The outcomes were remarkable. The copper clusters achieved a 92% selectivity for acetaldehyde at relatively low voltages, which is crucial for energy effectiveness. In a 30-hour stress test, the catalyst exhibited high stability, maintaining its performance over several cycles. The researchers also observed that the copper particles retained their metallic state throughout the reactions, contributing to the catalyst’s durability.

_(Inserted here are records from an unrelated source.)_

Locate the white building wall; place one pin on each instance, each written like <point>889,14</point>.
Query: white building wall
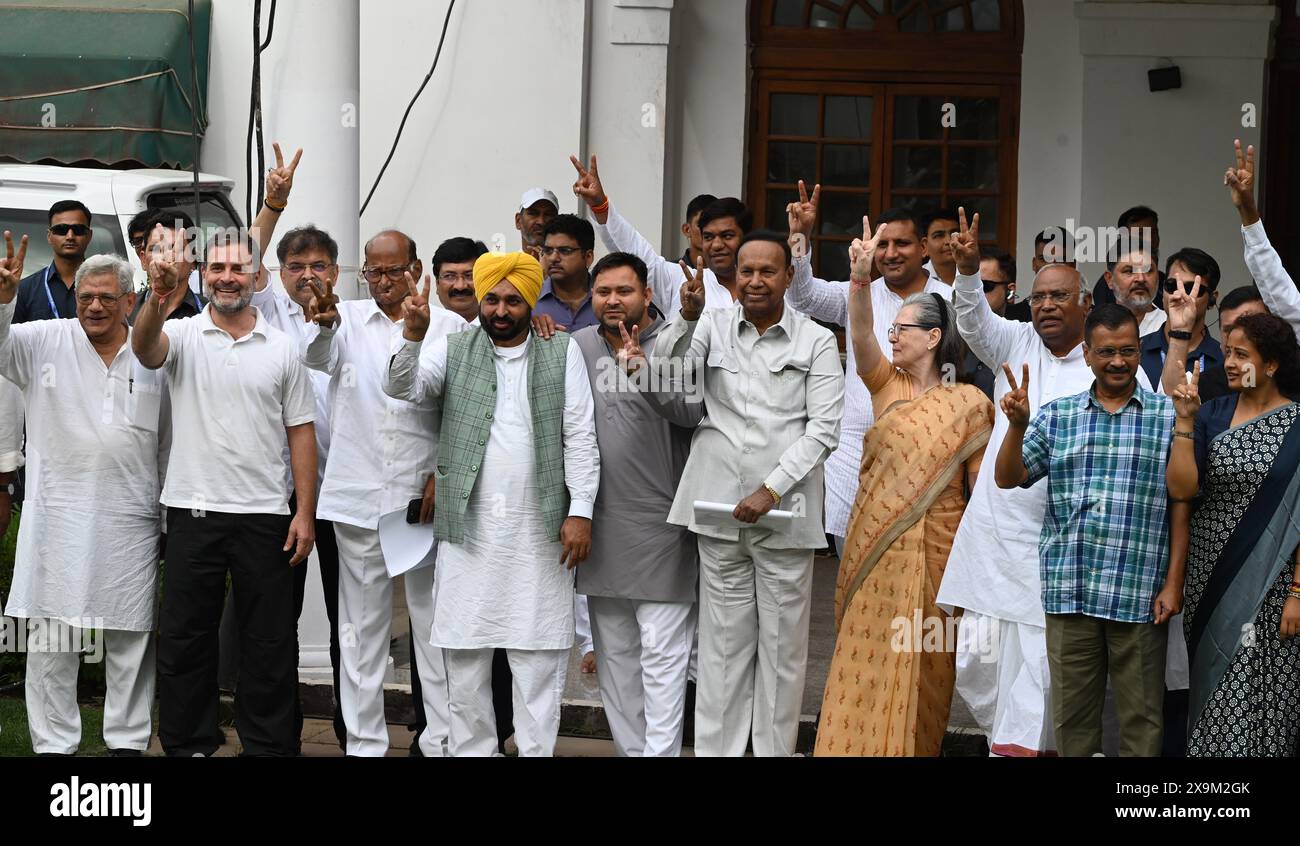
<point>709,116</point>
<point>1051,151</point>
<point>310,99</point>
<point>1168,150</point>
<point>502,115</point>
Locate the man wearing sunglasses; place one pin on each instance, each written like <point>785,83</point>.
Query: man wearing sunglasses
<point>1181,289</point>
<point>568,248</point>
<point>997,273</point>
<point>48,294</point>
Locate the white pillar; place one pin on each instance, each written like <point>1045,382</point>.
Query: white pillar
<point>627,99</point>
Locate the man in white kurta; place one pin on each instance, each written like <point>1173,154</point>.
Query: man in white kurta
<point>382,454</point>
<point>89,543</point>
<point>518,473</point>
<point>993,567</point>
<point>902,255</point>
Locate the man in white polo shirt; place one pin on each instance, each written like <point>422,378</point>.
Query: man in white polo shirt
<point>238,391</point>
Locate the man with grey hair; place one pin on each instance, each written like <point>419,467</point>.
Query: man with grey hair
<point>239,391</point>
<point>87,547</point>
<point>993,568</point>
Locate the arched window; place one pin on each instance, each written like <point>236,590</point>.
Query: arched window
<point>885,103</point>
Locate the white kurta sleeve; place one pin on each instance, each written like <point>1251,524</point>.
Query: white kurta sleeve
<point>818,298</point>
<point>416,371</point>
<point>1275,286</point>
<point>11,426</point>
<point>666,277</point>
<point>17,350</point>
<point>321,351</point>
<point>581,452</point>
<point>989,337</point>
<point>824,408</point>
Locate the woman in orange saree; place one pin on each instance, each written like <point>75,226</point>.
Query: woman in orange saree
<point>892,673</point>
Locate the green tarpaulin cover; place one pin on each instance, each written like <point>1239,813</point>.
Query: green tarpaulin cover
<point>103,81</point>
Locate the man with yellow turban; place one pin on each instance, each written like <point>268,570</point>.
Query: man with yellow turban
<point>516,481</point>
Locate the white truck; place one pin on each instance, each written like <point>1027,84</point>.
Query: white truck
<point>112,196</point>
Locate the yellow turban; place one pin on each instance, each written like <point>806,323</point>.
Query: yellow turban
<point>518,268</point>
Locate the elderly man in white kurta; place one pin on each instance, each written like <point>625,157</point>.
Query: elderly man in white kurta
<point>518,473</point>
<point>901,260</point>
<point>89,543</point>
<point>382,454</point>
<point>993,568</point>
<point>772,389</point>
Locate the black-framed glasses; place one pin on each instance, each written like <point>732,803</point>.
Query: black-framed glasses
<point>1058,298</point>
<point>559,251</point>
<point>107,300</point>
<point>1109,352</point>
<point>394,274</point>
<point>1171,286</point>
<point>319,268</point>
<point>897,328</point>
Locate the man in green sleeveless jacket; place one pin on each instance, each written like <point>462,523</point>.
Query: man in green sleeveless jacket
<point>515,485</point>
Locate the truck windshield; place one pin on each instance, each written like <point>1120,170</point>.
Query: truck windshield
<point>213,211</point>
<point>35,222</point>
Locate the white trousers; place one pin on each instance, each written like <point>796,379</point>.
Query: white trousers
<point>364,633</point>
<point>53,716</point>
<point>1002,677</point>
<point>429,663</point>
<point>642,651</point>
<point>753,646</point>
<point>583,625</point>
<point>537,690</point>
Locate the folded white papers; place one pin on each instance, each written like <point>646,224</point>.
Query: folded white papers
<point>720,515</point>
<point>406,547</point>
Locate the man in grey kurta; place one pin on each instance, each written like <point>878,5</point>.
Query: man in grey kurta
<point>640,578</point>
<point>772,389</point>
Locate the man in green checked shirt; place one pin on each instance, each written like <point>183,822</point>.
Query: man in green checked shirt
<point>1113,547</point>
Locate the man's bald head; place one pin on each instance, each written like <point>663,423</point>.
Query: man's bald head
<point>1060,306</point>
<point>393,241</point>
<point>389,252</point>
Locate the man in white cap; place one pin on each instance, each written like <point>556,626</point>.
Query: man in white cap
<point>537,208</point>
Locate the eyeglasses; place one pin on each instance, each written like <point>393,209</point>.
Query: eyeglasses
<point>1171,286</point>
<point>107,300</point>
<point>897,328</point>
<point>1058,298</point>
<point>1105,354</point>
<point>395,274</point>
<point>559,251</point>
<point>319,268</point>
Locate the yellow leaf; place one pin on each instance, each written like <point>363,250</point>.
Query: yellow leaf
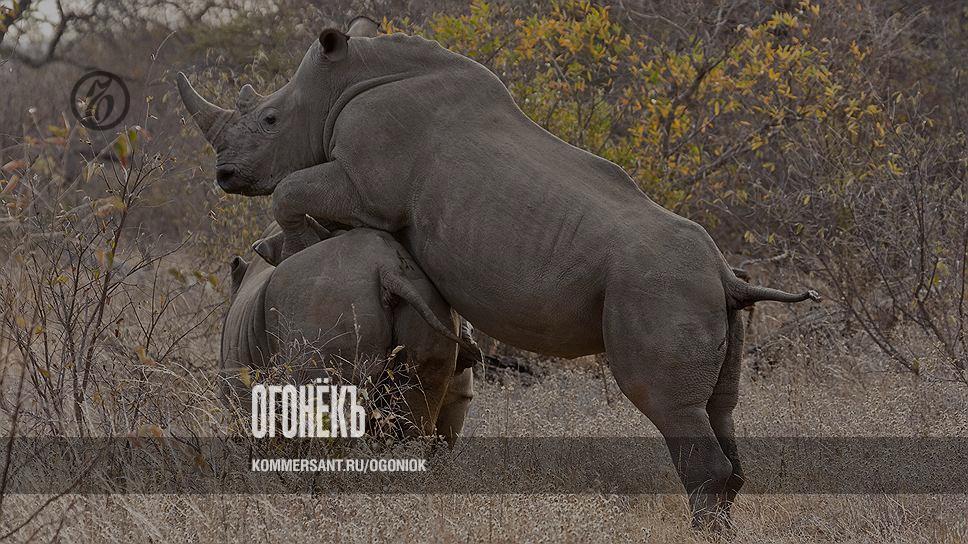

“What surprised us was that the copper stayed metallic, even after being exposed to air and removing the voltage,” explained co-lead author Wen Luo. “Copper typically oxidizes rapidly, especially at such small sizes. However, in our case, an oxide shell formed around the cluster, shielding the core from further oxidation. This explains the material’s recyclability—it’s fascinating chemistry.”
The keys to success
What made the new catalyst function so efficiently? Computational simulations indicated that the configuration of atoms in the copper clusters encourages CO2 molecules to connect and transform in a way that favors acetaldehyde production over other possible outcomes, such as ethanol or methane.
“The great advantage of our method is that it can be adapted to any other catalyst system,” remarked co-lead author Jack K. Pedersen. “With our computational approach, we can swiftly screen clusters for advantageous traits. Whether for CO2 reduction or water electrolysis, we can easily produce the new material with spark ablation and test it in the lab directly, significantly speeding up the testing process compared to traditional cycles.”
The new copper catalyst marks an important advancement towards greener industrial chemistry. If implemented on a larger scale, it could replace the Wacker process, decreasing the dependency on petrochemicals and lowering CO2 emissions. Given that acetaldehyde serves as a foundational building block for numerous other chemicals, this research has the potential to impact various sectors, including pharmaceuticals and agriculture.